|
Asesinatos de políticos continúan impunes
Conclusión: Mirador Electoral y PDH destacan falta de investigación
Por:
Leonardo Cereser, Carlos Menocal , Coralia Orantes
 |
| Aura Salazar, secretaria de Otto Pérez Molina, fue asesinada en la 6a. avenida de la zona 1, el 13 de octubre. |
La mayoría de casos de personas vinculadas a partidos políticos que fueron asesinadas durante el proceso electoral continúan sin ser aclarados y sin que hasta ahora se logre establecer si en realidad se trató de crímenes políticos o de otra índole.
Entre el 2006 y el 2007 fueron asesinadas 53 personas cercanas a agrupaciones políticas; sin embargo, el Ministerio Público ha sostenido que los hechos no corresponden a la violencia electoral, sino que algunos están relacionados con actos delictivos.
“No podemos afirmar que los casos tengan un tinte político, pues las investigaciones han demostrado que muchas de estas personas, lamentablemente, tenían una serie de aspectos que no estaban de la mano con la legalidad”, explicó el fiscal general, Juan Luis Florido.
José Dávila, de Mirador Electoral, dijo que la impunidad permanece en el campo político, al igual que en la mayoría de homicidios que ocurren en Guatemala. “Nuestro análisis es que las estructuras de justicia y seguridad todavía son deficientes en cuanto a clarificar estos asesinatos”, afirmó.
Informe y denuncia
El Grupo de Apoyo Mutuo (GAM) redactó un informe en el que registró el asesinato de 53 personas relacionadas con la actividad políticopartidista. Según Mario Polanco, dirigente de esa agrupación, esta denuncia fue presentada al Ministerio Público desde antes de que la primera vuelta electoral.
“Esta es la fecha en que no nos han informado sobre el avance de las investigaciones. Las autoridades siempre dicen que las personas fueron asesinadas por otros motivos que no son políticos; sin embargo, nunca presentan pruebas al respecto”, afirmó el dirigente del GAM.
Las fiscalías que investigan estos casos informaron a Prensa Libre que por ahora no se ha establecido que alguno esté vinculado con violencia política.
Álvaro Matus, fiscal de Delitos contra la Vida, aseguró que él investiga cinco asesinatos de dirigentes partidarios, y que ninguno refleja que tenga tinte político. “Incluso en el caso de la secretaria del PP es prematuro establecer tal extremo”, admitió Matus.
Los investigadores explicaron que el hecho de que las víctimas fueran cercanas a las agrupaciones políticas, no significa que sus casos estén relacionados con esa actividad.
Informe de la PDH
Un informe de la Procuraduría de los Derechos Humanos concluyó que en el país ocurrieron unos 23 homicidios de políticos y partidarios durante este año, y otros 18 el año pasado.
El reporte afirmó que la infiltración del crimen organizado y las rivalidades políticas para eliminar a un adversario podrían ser las principales causas de las muertes y agresiones registradas contra políticos y miembros de partidos durante la campaña electoral pasada.
Según la PDH, 41 personas murieron por causas vinculadas al proceso electoral, desde el 2006 a la fecha.
El último asesinato reportado fue el de Manuel López López, alcalde auxiliar de la aldea El Troje, Coatepeque, Quetzaltenango, de la Unidad Revolucionaria Nacional Guatemalteca, quien recibió 15 impactos de bala el pasado 28 de octubre.

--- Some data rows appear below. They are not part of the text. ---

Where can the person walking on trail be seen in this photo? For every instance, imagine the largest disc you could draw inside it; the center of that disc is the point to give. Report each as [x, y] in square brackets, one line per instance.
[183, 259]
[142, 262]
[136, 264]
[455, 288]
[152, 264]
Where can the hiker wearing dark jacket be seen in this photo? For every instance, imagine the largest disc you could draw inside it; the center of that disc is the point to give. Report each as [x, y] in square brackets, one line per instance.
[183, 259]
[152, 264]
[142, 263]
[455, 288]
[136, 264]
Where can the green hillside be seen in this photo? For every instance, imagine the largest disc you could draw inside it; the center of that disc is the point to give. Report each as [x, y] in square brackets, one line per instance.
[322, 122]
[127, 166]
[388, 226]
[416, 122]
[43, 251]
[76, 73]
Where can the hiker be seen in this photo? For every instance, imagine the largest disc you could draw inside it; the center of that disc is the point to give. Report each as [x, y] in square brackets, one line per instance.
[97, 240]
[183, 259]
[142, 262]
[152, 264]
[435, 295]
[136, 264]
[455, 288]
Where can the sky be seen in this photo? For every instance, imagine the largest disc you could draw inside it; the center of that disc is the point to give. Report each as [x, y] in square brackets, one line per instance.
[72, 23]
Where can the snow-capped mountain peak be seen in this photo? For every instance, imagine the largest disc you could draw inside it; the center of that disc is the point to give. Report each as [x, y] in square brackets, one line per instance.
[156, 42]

“Es la elección más violenta que se ha tenido”, resumió Maritza Muralles, encargada de cifras de violencia durante la campaña electoral, del Mirador Electoral.

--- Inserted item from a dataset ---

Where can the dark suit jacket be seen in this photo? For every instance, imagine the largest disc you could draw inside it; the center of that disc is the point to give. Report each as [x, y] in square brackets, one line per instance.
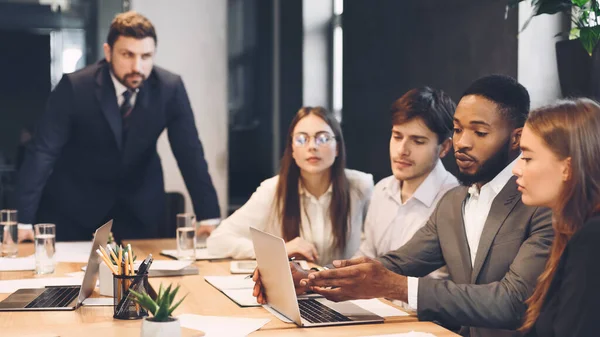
[572, 305]
[512, 253]
[78, 167]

Esa agrupación da a conocer en su página web que más de 46 políticos y cinco de sus acompañantes fueron asesinados con arma de fuego desde el 2006; otro más fue muerto por arma blanca, y otro fue estrangulado.

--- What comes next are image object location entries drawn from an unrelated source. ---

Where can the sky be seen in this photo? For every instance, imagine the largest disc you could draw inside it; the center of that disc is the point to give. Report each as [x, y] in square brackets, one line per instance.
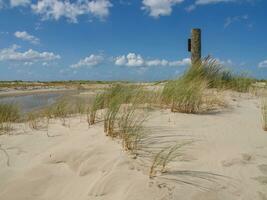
[136, 40]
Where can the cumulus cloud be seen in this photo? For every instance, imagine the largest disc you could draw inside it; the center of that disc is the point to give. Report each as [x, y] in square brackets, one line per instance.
[71, 10]
[263, 64]
[204, 2]
[136, 60]
[27, 37]
[30, 56]
[207, 2]
[157, 8]
[89, 61]
[231, 20]
[15, 3]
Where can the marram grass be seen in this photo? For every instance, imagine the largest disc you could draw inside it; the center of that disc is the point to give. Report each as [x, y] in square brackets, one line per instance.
[8, 113]
[264, 114]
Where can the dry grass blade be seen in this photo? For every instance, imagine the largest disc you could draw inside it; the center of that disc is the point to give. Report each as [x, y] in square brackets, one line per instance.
[164, 157]
[264, 114]
[8, 113]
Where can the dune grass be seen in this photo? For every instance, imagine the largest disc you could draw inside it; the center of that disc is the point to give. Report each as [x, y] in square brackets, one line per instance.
[97, 104]
[165, 156]
[131, 127]
[8, 113]
[264, 114]
[186, 93]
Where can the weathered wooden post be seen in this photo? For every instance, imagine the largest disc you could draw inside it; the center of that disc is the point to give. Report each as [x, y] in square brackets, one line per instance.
[194, 46]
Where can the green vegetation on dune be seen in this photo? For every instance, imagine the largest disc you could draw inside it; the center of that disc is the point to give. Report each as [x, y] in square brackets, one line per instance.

Reporte en la mira mundial
Violencia electoral fue noticia
Dos reconocidos medios de comunicación internacionales (la revista estadounidense The Economist y el matutino El País, de España, destacaron la violencia electoral en Guatemala, y resaltaron que esta contienda es una de las más sangrientas en la historia, a la vez que detallaron las causas del fenómeno: descomposición social, infiltración del crimen organizado y, en algunos casos, intolerancia política.
Los reportajes de ambos medios resaltaban como factor común el grado de impunidad en que se cometieron los asesinatos y el poco avance en las investigaciones para establecer quiénes eran los responsables.
Las preocupaciones internacionales también se han escuchado cuando las noticias mundiales destacan que Guatemala es un país con altos índices de impunidad, especialmente en los casos de asesinato.